To Daphne Hereford, Rin Tin Tin stands for integrity. That’s why the Texas dog breeder and owner of several Rin Tin Tin patents is suing the makers of “Finding Rin Tin Tin,” a direct-to-DVD film released Sept. 16.
“Rin Tin Tin is important to me and to other people,” said the owner of RinTinTin.com and holder of seven Rin Tin Tin federal trademarks, in an interview with the Houston Chronicle.
Hereford’s claim to part of Rin Tin Tin’s legacy begins with her grandmother, a breeder who bought several puppies from Lee Duncan, the owner of the original Rin Tin Tin.
“The Rin Tin Tin dogs have been a part of my life since I was 7,” says Hereford, who breeds Rin Tin Tin descendents and operates a small Rin Tin Tin museum from her Crockett, Texas, home.
Hereford’s lawsuit against First Look Studios Inc. says she’s concerned about the confusion created by the movie because her dogs don’t appear in the film, the story isn’t completely accurate, and the dog’s behavior is questionable.

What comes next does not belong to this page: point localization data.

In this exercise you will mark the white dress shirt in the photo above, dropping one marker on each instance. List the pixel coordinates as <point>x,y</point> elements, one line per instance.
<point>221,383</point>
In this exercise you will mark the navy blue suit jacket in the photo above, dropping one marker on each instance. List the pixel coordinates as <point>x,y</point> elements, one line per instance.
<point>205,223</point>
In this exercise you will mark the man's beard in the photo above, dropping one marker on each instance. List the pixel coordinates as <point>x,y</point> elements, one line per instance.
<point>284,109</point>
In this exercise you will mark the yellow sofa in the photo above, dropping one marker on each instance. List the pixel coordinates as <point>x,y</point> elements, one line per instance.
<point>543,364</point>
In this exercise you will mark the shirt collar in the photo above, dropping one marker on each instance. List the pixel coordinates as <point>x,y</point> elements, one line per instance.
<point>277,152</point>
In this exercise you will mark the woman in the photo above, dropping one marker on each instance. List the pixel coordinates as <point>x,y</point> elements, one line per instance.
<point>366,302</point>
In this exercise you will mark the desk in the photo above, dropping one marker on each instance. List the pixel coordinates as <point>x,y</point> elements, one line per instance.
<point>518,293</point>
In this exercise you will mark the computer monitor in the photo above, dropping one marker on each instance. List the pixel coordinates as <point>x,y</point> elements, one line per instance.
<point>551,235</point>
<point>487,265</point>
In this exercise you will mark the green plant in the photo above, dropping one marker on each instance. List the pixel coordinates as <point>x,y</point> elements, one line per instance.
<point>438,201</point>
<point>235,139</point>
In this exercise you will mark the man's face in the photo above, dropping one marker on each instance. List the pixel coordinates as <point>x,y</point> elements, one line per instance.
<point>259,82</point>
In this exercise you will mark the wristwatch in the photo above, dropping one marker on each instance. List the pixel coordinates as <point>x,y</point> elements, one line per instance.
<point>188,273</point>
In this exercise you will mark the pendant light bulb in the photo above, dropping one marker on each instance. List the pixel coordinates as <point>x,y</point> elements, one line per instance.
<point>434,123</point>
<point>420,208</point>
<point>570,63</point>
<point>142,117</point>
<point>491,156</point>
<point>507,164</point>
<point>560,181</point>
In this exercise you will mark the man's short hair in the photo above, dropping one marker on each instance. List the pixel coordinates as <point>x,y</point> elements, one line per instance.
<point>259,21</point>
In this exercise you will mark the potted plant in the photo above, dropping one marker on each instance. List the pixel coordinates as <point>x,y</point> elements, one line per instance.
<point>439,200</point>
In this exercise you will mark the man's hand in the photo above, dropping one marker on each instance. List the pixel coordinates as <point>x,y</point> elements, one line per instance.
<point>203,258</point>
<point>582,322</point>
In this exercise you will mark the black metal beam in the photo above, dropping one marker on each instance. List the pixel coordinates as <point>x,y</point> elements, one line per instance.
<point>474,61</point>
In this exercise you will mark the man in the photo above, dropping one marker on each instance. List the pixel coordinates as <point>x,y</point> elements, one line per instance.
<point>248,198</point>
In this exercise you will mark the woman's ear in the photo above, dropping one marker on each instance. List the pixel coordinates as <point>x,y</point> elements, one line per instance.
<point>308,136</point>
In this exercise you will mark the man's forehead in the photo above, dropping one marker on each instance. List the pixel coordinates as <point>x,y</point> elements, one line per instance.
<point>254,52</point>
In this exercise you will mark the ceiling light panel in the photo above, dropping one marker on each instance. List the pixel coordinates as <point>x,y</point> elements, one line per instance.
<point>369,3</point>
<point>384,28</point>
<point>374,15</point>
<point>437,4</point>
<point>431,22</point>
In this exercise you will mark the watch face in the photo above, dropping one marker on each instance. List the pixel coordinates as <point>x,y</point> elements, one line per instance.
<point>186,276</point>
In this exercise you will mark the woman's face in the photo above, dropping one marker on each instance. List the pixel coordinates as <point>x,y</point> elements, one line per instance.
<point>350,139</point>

Hereford’s Houston-based lawyer, Karen Tripp, says the current case is about the dilution of trademarks. “Daphne has a very strong trademark in Rin Tin Tin. Her registrations are incontestable,” Tripp says.
There are several possible remedies, Tripp says. “At the very least, there has to be a notice that these are not Rin Tin Tin dogs, but actors. Her dogs are beautiful and well-trained, and she wants it clear in the marketplace.”